Enabling Robots to Plan Motion that Leads to Better Coordination with Humans - article


Integrating human observer inferences into robot motion planning
Anca Dragan, Siddhartha Srinivasa

Imagine a scenario where a robot and a human are collaborating side by side to perform a tightly coupled physical task together, like clearing a table.

The task amplifies the burden on the robot’s motion. Most motion in robotics is purely functional: industrial robots move to package parts, vacuuming robots move to suck dust, and personal robots move to clean up a dirty table. This type of motion is ideal when the robot is performing a task in isolation.

Collaboration, however, does not happen in isolation. In collaboration, the robot’s motion has a human observer, watching and interpreting the motion.

In this paper, Dragan et al. move beyond functional motion, and introduce the notion of an observer and their inferences into motion planning, so that robots can generate motion that is mindful of how it will be interpreted by a human collaborator.

When we collaborate, we make two inferences about our collaborator, action-to-goal and goal-to-action, leading to two important motion properties: legibility and predictability.

Legibility is about conveying intent — moving in a manner that makes the robot’s goal clear to the observer. We infer the robot’s goal based on its ongoing action (action-to-goal).

Predictability is about matching the observer’s expectation — matching the motion they predict when they know the robot’s goal. If we know the robot’s goal, we infer its future action from it (goal-to-action).

Predictable and legible motion can be correlated. For example, in an unambiguous situation, where an actor’s observed motion matches what is expected for a given intent (i.e. is predictable), then this intent can be used to explain the motion. If this is the only intent which explains the motion, the observer can immediately infer the actor’s intent, meaning that the motion is also legible. This is why we tend to assume that predictability implies legibility — that if the robot moves in an expected way, then its intentions will automatically be clear.

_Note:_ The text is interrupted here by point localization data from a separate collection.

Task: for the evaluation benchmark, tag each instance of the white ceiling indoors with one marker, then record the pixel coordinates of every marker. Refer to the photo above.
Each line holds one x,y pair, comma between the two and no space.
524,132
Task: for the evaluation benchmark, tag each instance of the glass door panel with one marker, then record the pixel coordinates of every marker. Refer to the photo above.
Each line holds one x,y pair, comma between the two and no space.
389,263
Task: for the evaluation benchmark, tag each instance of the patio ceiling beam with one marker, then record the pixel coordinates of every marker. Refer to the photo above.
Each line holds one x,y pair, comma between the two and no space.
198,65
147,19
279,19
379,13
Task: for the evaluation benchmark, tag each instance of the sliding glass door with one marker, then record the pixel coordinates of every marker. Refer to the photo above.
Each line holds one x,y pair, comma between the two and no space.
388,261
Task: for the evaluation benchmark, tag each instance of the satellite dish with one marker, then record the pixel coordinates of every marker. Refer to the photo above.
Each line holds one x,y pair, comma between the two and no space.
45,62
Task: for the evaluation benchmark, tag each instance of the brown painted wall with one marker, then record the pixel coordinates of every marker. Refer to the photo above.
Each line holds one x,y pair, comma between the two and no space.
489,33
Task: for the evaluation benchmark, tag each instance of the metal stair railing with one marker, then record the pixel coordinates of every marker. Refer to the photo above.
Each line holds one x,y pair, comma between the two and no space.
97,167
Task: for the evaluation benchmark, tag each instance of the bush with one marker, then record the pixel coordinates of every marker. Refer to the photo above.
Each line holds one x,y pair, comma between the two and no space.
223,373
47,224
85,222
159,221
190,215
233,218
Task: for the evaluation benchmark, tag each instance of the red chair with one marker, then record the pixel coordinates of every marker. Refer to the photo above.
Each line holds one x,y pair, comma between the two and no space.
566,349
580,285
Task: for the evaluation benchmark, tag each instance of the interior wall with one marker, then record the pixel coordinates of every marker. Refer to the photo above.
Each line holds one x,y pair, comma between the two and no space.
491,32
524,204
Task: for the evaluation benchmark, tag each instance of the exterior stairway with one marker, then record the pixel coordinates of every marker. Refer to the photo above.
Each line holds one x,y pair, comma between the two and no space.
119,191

The writing domain, however, clearly distinguishes the two. The word legibility, traditionally an attribute of written text legibility, refers to the quality of being easy to read. When we write legibly, we try consciously, and with some effort, to make our writing clear and readable to someone else. The word predictability, on the other hand, refers to the quality of matching expectation. When we write predictably, we fall back to old habits, and write with minimal effort.

As a consequence, our legible and predictable writings are different: our friends do not expect to open our diary and see our legible writing style. They rightfully assume the diary will be written for us, and expect our usual, day-to-day style. By formalizing predictability and legibility as directly stemming from the two inferences in opposing directions, goal-to-action and action-to-goal, we show that the two are different in motion as well.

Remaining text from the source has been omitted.